Parole che non convincono il gip. “Sono di tutta evidenza le contraddizioni in cui sono incorsi i familiari dell’indagato, che pure si potevano avvalere del diritto di astenersi dal rendere dichiarazioni”. Contraddizioni su “altri particolari non meno rilevanti e relativi agli orari in cui si sarebbero svegliati ed avrebbero ricevuto le confidenze del figlio”. Contraddizioni che sono diventate ombre pesanti.

“Non può escludersi — scrive anche questo il giudice nell’ordinanza con cui ha ribadito il carcere per Morreale — che l’indagato sia stato coadiuvato nell’azione successiva, relativa all’occultamento degli elementi di prova”. Chi ha aiutato Pietro? “C’è stato in realtà un tempo oscuro e sufficientemente lungo per cercare di fare sparire ogni traccia”. Alle 9,29 di domenica mattina Morreale si presenta con il padre e un avvocato alla stazione dei carabinieri di Caccamo e dice: “È successa una cosa molto grave”.

Ripete la storia che la fidanzata si è data fuoco e si è lanciata dal belvedere. Continua a dire bugie. Roberta aveva 17 anni, e tanti sogni che voleva realizzare. “Le immagini di ciò che è rimasto di lei lasciano sgomenti” , scrive anche questo il gip Lo Piparo. “Il corpo nella parte inferiore è pressoché integro, ma devastato in quella superiore. Il cranio appare rasato”. Il giudice ha chiesto che si faccia chiarezza.

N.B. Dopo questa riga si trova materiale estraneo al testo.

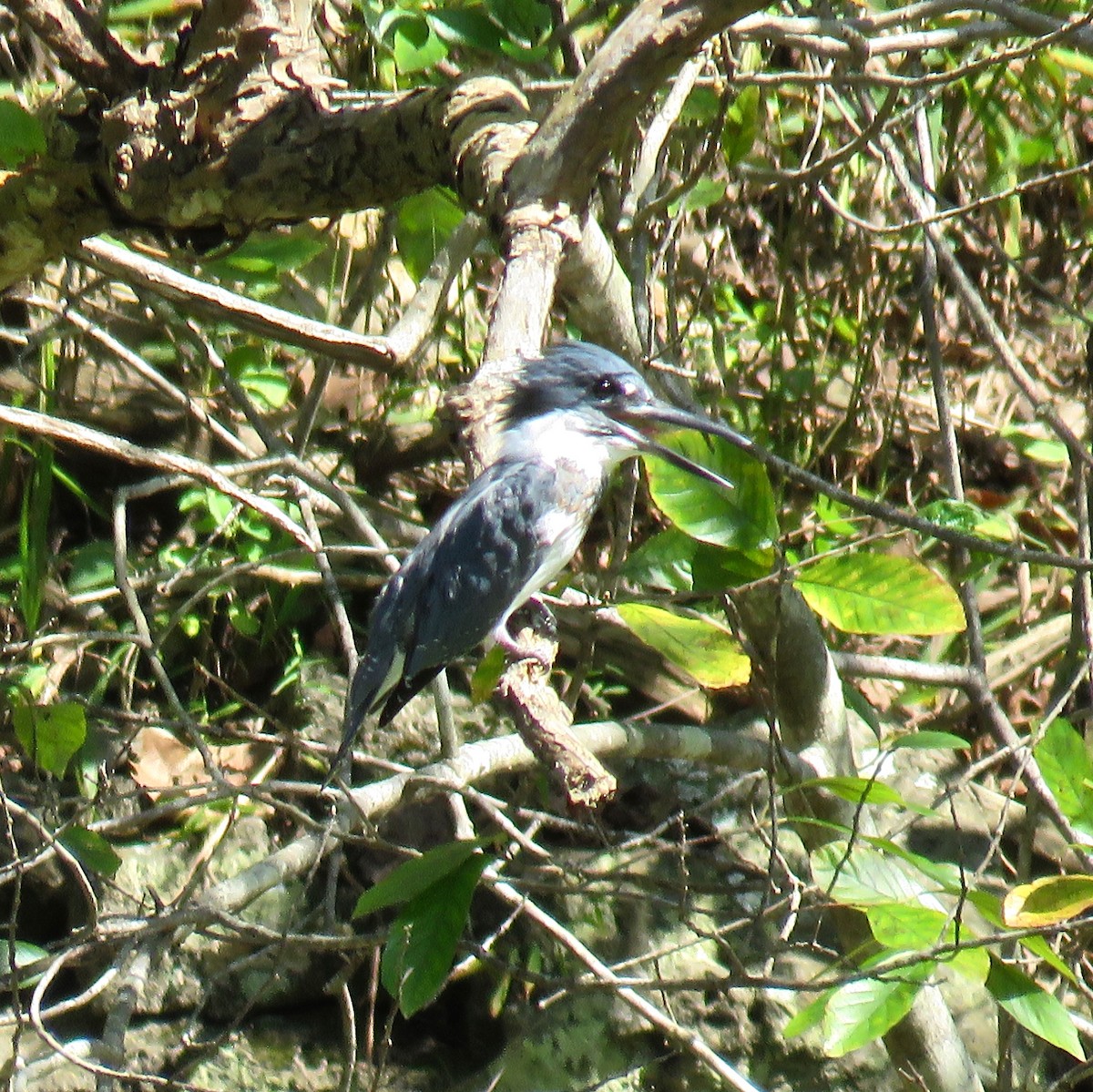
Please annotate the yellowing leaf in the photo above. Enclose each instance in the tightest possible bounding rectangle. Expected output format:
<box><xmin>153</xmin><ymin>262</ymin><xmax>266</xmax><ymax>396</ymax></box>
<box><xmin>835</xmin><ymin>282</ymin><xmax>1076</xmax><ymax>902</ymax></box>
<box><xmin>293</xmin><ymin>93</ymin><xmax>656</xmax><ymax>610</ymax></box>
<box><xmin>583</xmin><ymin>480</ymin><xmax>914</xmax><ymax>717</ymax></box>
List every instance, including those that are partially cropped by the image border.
<box><xmin>793</xmin><ymin>553</ymin><xmax>964</xmax><ymax>637</ymax></box>
<box><xmin>618</xmin><ymin>604</ymin><xmax>751</xmax><ymax>689</ymax></box>
<box><xmin>1002</xmin><ymin>875</ymin><xmax>1093</xmax><ymax>929</ymax></box>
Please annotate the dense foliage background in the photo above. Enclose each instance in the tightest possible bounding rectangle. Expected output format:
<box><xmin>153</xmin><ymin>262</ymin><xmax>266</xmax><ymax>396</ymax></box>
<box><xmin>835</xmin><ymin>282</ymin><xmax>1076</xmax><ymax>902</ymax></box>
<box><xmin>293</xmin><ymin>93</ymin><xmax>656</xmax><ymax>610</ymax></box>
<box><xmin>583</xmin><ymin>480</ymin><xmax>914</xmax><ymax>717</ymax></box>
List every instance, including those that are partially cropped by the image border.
<box><xmin>0</xmin><ymin>0</ymin><xmax>1093</xmax><ymax>1092</ymax></box>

“Dovrà essere accertato se tale circostanza è dovuta ad un fenomeno di combustione o ad un’orribile manifestazione di disprezzo e svilimento della identità femminile” . L’ultimo sfregio a Roberta. Mentre il fidanzato se ne stava a casa dicendo altre bugie, ”con una inedita indifferenza”. Ai suoi genitori disse che la ragazza si era suicidata. Alla madre di Roberta, che aveva accompagnato la figlia a casa intorno alle 2.

Il racconto degli amici

I racconti degli amici e dei parenti della diciassettenne uccisa sono la cronaca di un dramma che si consumava giorno dopo giorno. Ha detto il fratello di Roberta: “Pietro era aggressivo, e faceva uso di sostanze stupefacenti. Alcuni mesi fa, aveva fatto un occhio nero a Roberta dopo una lite per una canna che lei aveva buttato dal finestrino”.

La madre di Pietro ha invece quasi giustificato il figlio: “Pietro mi ha raccontato che lei lo aveva stuzzicato con dei pizzicotti, ne avevo parlato con la madre di Roberta, con cui avevo chiarito la situazione, la ragazza si era assunta la responsabilità di aver provocato la reazione del figlio”. Parole che il giudice stigmatizza, rilevando ancora una volta la violenza dei comportamenti di Pietro Morreale.